The Bible is very clear about the obligation people of faith have toward foreigners and neighbors. The Hebrew Bible is full of commands to show justice and mercy to immigrants. In Leviticus, Deuteronomy and Exodus we find requirements that “The foreigner residing among you must be treated as your native-born. Love them as yourself because you were foreigners in Egypt.” In his letter to the Galatians, the Apostle Paul writes that “the entire law is fulfilled in the keeping of this one commandment, love your neighbor as yourself.” And in the gospel of Luke, a lawyer asks Jesus to clarify “who is my neighbor,” no doubt hoping to precisely differentiate between people who must be loved and who can be regarded with cruelty or indifference. In response, Jesus tells a story of a Good Samaritan — a foreigner — who stops to show mercy to a stranger who’s been attacked and beaten on the street.
The message is clear, we are a good neighbor when we show mercy. And our neighbor is the least fortunate person we know.
In the coming weeks, many of us may find ourselves living out the parable of the Good Samaritan. Some of us may be ambushed and attacked. Some of us may cross to the other side of the street and carry on with our day pretending that the misery we witness has nothing to do with us. And some of us may take great risks and pay a heavy price to come to the aid of the vulnerable.
Preachers like me often preach about the joy of salvation, and those are faithful sermons. But sometimes we aren’t honest enough about the price we must pay. Salvation is free, yes. But it costs us everything. The man found the treasure, but then he had to sell all he had to buy the field before he could possess it. Federal agents may be about to descend on our city to attack our neighbors, native and foreign born.

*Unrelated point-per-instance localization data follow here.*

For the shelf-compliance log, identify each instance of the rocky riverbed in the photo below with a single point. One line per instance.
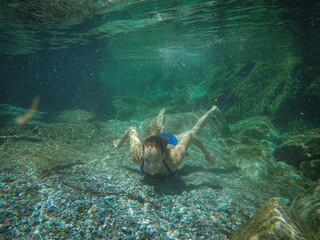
(61, 178)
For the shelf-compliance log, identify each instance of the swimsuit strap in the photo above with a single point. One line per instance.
(171, 173)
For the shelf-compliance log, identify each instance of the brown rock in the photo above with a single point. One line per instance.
(274, 220)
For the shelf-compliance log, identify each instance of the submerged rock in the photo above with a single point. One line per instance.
(257, 129)
(302, 152)
(307, 205)
(274, 220)
(74, 116)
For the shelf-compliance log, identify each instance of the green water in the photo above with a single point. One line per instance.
(128, 59)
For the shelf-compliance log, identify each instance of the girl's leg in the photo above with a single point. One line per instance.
(160, 121)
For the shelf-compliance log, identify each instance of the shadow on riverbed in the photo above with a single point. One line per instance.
(173, 185)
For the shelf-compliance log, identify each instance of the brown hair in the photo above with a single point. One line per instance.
(156, 141)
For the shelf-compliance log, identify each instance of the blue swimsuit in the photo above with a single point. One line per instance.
(172, 140)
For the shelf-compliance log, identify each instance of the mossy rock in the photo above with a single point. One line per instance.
(302, 152)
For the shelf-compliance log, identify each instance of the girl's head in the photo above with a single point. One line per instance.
(154, 152)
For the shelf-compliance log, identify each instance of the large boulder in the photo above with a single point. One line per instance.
(257, 129)
(274, 220)
(307, 205)
(302, 152)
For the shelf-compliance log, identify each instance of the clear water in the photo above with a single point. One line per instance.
(126, 60)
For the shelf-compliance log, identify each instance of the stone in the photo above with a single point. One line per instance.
(303, 152)
(307, 205)
(256, 129)
(74, 116)
(275, 220)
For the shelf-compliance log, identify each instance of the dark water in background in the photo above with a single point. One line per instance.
(86, 54)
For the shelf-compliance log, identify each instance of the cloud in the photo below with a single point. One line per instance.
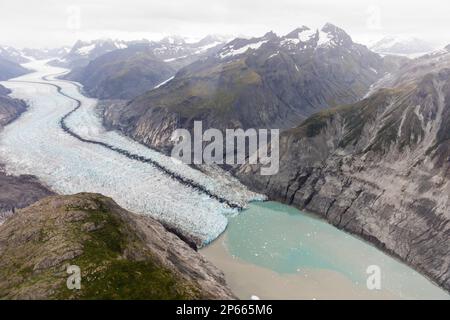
(45, 22)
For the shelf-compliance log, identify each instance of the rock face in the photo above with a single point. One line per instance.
(13, 55)
(16, 191)
(140, 66)
(379, 168)
(19, 191)
(267, 82)
(122, 74)
(10, 108)
(120, 255)
(9, 69)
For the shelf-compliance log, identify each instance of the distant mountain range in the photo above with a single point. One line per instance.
(379, 168)
(267, 82)
(402, 45)
(10, 69)
(10, 108)
(135, 67)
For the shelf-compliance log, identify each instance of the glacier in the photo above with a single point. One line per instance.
(36, 144)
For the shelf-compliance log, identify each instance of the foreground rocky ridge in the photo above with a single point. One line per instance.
(379, 168)
(121, 255)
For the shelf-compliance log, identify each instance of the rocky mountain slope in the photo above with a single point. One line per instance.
(10, 108)
(19, 192)
(120, 255)
(122, 74)
(267, 82)
(13, 54)
(379, 168)
(83, 52)
(16, 191)
(138, 68)
(9, 69)
(46, 53)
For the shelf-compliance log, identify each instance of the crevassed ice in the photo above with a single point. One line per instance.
(35, 144)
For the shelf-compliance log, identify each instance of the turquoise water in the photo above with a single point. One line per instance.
(288, 241)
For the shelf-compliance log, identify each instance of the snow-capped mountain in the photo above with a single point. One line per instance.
(85, 51)
(402, 45)
(264, 82)
(175, 50)
(46, 53)
(142, 65)
(12, 54)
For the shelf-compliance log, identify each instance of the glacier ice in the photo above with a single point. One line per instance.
(35, 144)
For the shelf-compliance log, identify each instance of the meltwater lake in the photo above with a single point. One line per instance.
(275, 251)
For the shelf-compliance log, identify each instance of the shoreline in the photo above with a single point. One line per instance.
(247, 280)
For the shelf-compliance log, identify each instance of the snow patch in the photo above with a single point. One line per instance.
(230, 51)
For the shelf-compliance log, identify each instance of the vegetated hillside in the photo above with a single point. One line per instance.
(379, 168)
(122, 74)
(267, 82)
(120, 255)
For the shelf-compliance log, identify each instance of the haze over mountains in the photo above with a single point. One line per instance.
(136, 67)
(365, 137)
(272, 81)
(403, 45)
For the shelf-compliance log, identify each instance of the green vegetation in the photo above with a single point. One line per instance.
(108, 274)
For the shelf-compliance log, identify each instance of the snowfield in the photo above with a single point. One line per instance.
(35, 144)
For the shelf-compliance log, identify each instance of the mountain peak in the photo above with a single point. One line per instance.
(296, 32)
(270, 35)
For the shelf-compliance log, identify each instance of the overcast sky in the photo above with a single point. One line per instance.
(52, 23)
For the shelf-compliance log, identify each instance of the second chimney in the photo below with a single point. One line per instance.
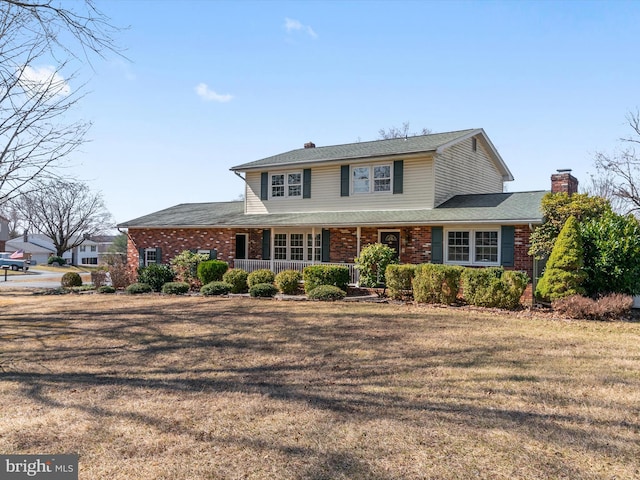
(563, 181)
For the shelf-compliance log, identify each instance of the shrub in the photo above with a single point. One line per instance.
(326, 293)
(138, 288)
(288, 281)
(611, 254)
(237, 278)
(99, 278)
(175, 288)
(564, 274)
(263, 275)
(399, 280)
(119, 272)
(372, 263)
(71, 279)
(155, 275)
(434, 283)
(263, 290)
(55, 259)
(216, 288)
(316, 275)
(212, 271)
(185, 266)
(609, 307)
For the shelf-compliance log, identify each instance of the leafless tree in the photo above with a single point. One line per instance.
(395, 132)
(39, 43)
(618, 173)
(66, 212)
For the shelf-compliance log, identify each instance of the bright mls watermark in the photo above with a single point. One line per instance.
(46, 467)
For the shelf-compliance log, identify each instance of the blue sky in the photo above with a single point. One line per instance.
(213, 84)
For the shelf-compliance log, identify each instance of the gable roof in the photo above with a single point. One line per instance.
(496, 208)
(434, 142)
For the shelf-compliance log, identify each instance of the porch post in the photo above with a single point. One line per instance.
(272, 249)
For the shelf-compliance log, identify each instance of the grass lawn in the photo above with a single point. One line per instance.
(158, 387)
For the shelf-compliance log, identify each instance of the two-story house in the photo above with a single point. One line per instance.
(433, 198)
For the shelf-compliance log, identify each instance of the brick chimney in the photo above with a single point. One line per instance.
(563, 181)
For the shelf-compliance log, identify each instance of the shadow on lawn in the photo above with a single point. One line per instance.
(334, 364)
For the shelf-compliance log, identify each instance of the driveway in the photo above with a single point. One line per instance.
(35, 278)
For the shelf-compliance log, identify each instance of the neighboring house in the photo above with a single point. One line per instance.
(433, 198)
(40, 247)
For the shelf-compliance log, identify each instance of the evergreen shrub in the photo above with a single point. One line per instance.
(316, 275)
(399, 280)
(264, 275)
(212, 271)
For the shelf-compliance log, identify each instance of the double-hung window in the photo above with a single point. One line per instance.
(371, 179)
(473, 247)
(286, 185)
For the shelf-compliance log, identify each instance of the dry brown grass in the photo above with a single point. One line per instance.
(199, 388)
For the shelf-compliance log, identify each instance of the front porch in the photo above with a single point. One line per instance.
(278, 266)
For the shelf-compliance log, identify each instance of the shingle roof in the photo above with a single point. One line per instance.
(502, 208)
(377, 148)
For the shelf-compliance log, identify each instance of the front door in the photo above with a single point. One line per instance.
(241, 246)
(391, 239)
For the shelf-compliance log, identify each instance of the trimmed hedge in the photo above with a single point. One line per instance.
(71, 279)
(317, 275)
(435, 283)
(138, 288)
(175, 288)
(216, 288)
(237, 278)
(155, 275)
(288, 281)
(263, 290)
(264, 275)
(212, 271)
(400, 279)
(326, 293)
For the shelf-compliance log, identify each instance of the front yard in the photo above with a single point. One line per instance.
(160, 387)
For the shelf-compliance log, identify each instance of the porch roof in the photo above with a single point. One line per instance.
(496, 208)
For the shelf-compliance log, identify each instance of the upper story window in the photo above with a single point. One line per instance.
(473, 247)
(371, 178)
(286, 185)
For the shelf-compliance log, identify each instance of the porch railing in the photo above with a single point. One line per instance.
(278, 266)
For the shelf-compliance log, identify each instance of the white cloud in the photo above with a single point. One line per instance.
(204, 92)
(292, 25)
(44, 79)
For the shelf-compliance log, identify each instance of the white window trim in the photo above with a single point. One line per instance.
(286, 184)
(472, 246)
(371, 167)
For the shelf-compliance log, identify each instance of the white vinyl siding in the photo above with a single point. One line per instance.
(461, 171)
(417, 191)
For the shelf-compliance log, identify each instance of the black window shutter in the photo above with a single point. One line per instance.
(306, 183)
(344, 181)
(264, 186)
(266, 244)
(436, 245)
(326, 243)
(398, 176)
(507, 245)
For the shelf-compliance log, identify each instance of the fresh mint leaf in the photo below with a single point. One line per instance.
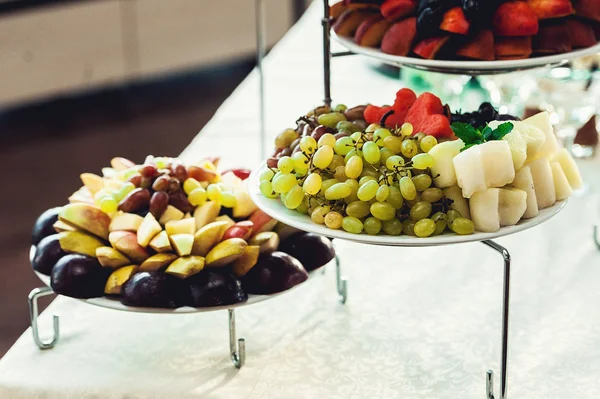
(467, 133)
(501, 131)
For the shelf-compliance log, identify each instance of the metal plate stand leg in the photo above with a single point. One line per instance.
(505, 313)
(33, 317)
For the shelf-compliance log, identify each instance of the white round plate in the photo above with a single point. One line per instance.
(276, 209)
(115, 304)
(466, 67)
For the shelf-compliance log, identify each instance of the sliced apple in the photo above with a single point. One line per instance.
(126, 242)
(79, 242)
(208, 236)
(183, 226)
(543, 182)
(561, 183)
(569, 167)
(110, 257)
(148, 230)
(161, 243)
(443, 169)
(118, 278)
(186, 266)
(182, 243)
(170, 213)
(524, 181)
(459, 202)
(206, 213)
(86, 217)
(125, 222)
(225, 252)
(244, 263)
(157, 262)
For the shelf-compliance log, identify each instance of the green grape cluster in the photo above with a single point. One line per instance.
(373, 180)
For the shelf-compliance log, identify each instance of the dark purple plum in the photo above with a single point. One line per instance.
(155, 290)
(274, 272)
(43, 226)
(47, 253)
(312, 250)
(79, 276)
(209, 288)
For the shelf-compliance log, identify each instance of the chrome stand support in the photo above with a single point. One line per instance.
(341, 281)
(237, 347)
(260, 55)
(33, 317)
(505, 310)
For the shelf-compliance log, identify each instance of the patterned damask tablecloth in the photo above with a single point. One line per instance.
(419, 322)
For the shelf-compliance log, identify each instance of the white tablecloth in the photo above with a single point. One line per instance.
(419, 322)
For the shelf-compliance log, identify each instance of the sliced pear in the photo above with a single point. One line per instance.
(543, 182)
(512, 204)
(569, 167)
(125, 222)
(161, 243)
(148, 230)
(524, 181)
(110, 257)
(249, 258)
(118, 278)
(183, 226)
(182, 243)
(157, 262)
(267, 241)
(79, 242)
(561, 183)
(186, 266)
(443, 169)
(459, 203)
(170, 213)
(206, 213)
(208, 236)
(225, 252)
(543, 123)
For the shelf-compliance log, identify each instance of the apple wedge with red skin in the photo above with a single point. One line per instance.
(515, 18)
(399, 38)
(429, 48)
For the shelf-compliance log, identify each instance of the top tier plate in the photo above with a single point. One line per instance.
(467, 67)
(276, 209)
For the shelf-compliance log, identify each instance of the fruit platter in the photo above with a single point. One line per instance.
(415, 173)
(170, 236)
(473, 36)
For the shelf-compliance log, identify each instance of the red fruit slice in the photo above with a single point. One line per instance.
(480, 47)
(399, 38)
(552, 39)
(512, 48)
(455, 21)
(393, 10)
(427, 116)
(370, 32)
(428, 48)
(515, 18)
(581, 34)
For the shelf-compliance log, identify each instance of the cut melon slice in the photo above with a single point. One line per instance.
(524, 181)
(512, 204)
(459, 203)
(561, 184)
(569, 167)
(542, 122)
(543, 182)
(443, 169)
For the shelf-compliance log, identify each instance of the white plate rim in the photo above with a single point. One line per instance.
(472, 67)
(115, 304)
(276, 209)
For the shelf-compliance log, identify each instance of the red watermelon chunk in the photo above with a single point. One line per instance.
(427, 116)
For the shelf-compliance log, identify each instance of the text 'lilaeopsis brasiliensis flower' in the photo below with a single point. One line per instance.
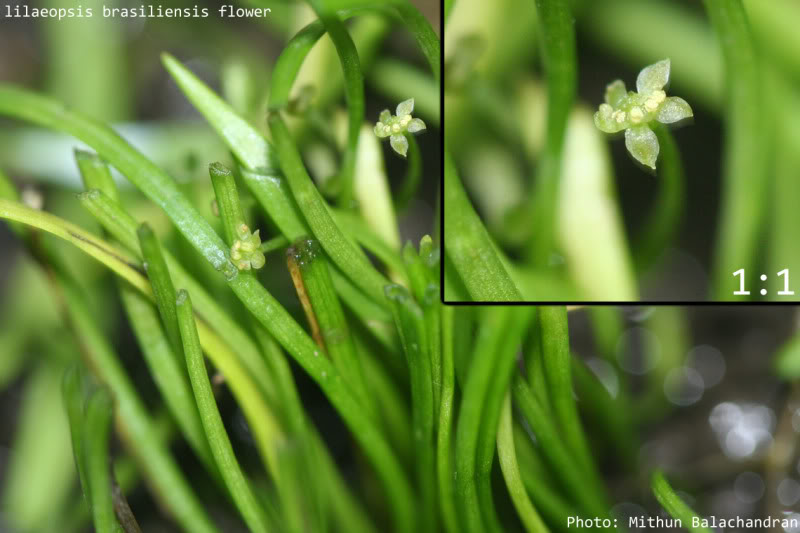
(633, 111)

Any preacher who tells you God doesn’t care if you intervene is lying to you.
We have a lot of churches in this city. Many of us profess to be ‘Bible believing’ Christians. We’re about to see who likes to talk about the Bible and who walks out its truths. It’s about to be judgment day in Charlotte. The inhumane cruelty we’ve been seeing on our screens is coming to our streets. We must pray for the moral courage to non-violently disrupt the persecution of our neighbors. Will we follow the example of the Good Samaritan and make sacrifices to care for the most vulnerable? Or will we make excuses? Will we be good neighbors? Or will we be bystanders?
Kate Murphy is pastor at The Grove Presbyterian Church in Charlotte and author of “Lost, Hidden, Small.”